VMware Guest VM Performance

Sam Kirchoff

Live Optics’ server/virtualization assessment has a feature specific to VMware vCenter that allows the retrieval of performance data for Guest Virtual Machines. This entry will discuss two topics specific to this feature: how it’s accomplished and what you need to be aware of to be successful with this data.

The concepts in this document are not only important to proper collections and sizing, but they are critical to understanding the importance of cost as it pertains the Public Cloud vs. a Private Cloud. These concepts will be discussed in more detail at the closing of this document.

Hypervisor Performance

Hypervisor performance is gathered “Live,” hence the naming of Live Optics. This is a capture of performance metrics from the moment you start the collection until the end of the duration you selected.

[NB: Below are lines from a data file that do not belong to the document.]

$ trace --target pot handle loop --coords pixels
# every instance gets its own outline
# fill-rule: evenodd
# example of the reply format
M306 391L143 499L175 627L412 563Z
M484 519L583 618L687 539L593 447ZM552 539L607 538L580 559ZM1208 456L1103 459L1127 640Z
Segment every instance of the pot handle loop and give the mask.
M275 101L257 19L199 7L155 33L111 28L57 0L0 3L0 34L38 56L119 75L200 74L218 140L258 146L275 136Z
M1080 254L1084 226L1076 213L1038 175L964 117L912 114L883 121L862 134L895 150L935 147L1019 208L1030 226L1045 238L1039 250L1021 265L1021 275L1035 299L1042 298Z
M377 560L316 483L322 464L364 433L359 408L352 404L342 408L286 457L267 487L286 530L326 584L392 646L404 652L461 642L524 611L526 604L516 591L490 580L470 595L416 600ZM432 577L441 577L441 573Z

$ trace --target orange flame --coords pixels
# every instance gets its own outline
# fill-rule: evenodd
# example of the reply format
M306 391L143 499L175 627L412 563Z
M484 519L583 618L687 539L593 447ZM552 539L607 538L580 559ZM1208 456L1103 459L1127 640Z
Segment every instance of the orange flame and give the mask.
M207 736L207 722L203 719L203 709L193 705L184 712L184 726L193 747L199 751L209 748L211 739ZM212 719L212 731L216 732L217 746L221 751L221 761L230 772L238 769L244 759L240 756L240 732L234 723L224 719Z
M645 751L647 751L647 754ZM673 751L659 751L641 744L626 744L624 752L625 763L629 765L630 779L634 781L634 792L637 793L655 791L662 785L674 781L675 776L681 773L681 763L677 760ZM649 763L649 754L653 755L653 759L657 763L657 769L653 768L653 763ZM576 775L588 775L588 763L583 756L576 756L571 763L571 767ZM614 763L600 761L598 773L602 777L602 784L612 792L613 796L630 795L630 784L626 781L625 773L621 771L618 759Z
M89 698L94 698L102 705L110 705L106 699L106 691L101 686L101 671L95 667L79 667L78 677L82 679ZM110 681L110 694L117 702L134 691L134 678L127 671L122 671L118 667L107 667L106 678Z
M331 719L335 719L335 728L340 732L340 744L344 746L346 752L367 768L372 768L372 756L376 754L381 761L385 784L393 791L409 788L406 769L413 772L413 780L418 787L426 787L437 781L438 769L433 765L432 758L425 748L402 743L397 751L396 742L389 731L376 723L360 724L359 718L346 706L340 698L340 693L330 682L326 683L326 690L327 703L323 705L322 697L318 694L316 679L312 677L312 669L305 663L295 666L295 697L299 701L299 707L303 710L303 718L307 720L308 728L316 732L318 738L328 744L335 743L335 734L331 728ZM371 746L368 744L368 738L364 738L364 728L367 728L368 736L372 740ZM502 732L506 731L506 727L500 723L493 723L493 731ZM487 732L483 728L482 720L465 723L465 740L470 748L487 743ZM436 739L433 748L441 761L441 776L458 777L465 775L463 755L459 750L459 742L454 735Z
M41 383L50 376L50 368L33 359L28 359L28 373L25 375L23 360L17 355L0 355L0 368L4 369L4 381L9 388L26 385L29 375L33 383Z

This means that Live Optics will be polling vCenter and creating a telemetry file in real-time.

VM Performance

Guest VM Performance data can be optionally selected, but it is enabled by default.

VMware provides access to the individual Virtual Machine data through an archive telemetry file.

PointInTime.png

Guest VM Performance telemetry files are not consistent in an environment. The VMware admin can configure the archives, per metric, to hold telemetry data for minutes, hours or longer. So, while Live Optics can pull this data, the data itself might vary per metric or per environment.

In its current form, Optical Prime will take these archive metrics for IOPS, Memory, CPU, etc., and will create data points, like “Peak IOPS.” These calculated metrics will be posted to the VM details in the Excel output from the portal.

VM Performance telemetry retrieval does create an increased burden on the collection. Depending on the environment it can take between 1 second and 5 seconds per VM to complete this retrieval.

This creates very little overhead on the collection environment, but it will take time and Optical Prime must ensure that this time is compensated for in the runtime of the executable.

Using some basic math, if 50,000 VMs took the worst-case scenario of 5 seconds per VM, there would be a minimum of roughly a 3-day waiting period to retrieve all this data.

For that reason, the collection of Guest VM performance data is bound to Optical Prime’s performance collection routines and the collector will prohibit the selection of a recording duration that is below the estimated retrieval time for all VM telemetry files.

In the above scenario, the minimum collection duration to record performance would be at least 3 days.

Understanding Performance Data

When you are looking to understand an environment’s performance, you should be using the Hypervisor’s performance data.

Depending on the approach taken, using Guest VM performance data found in the Excel sheet could lead to dramatically overestimating actual performance needs.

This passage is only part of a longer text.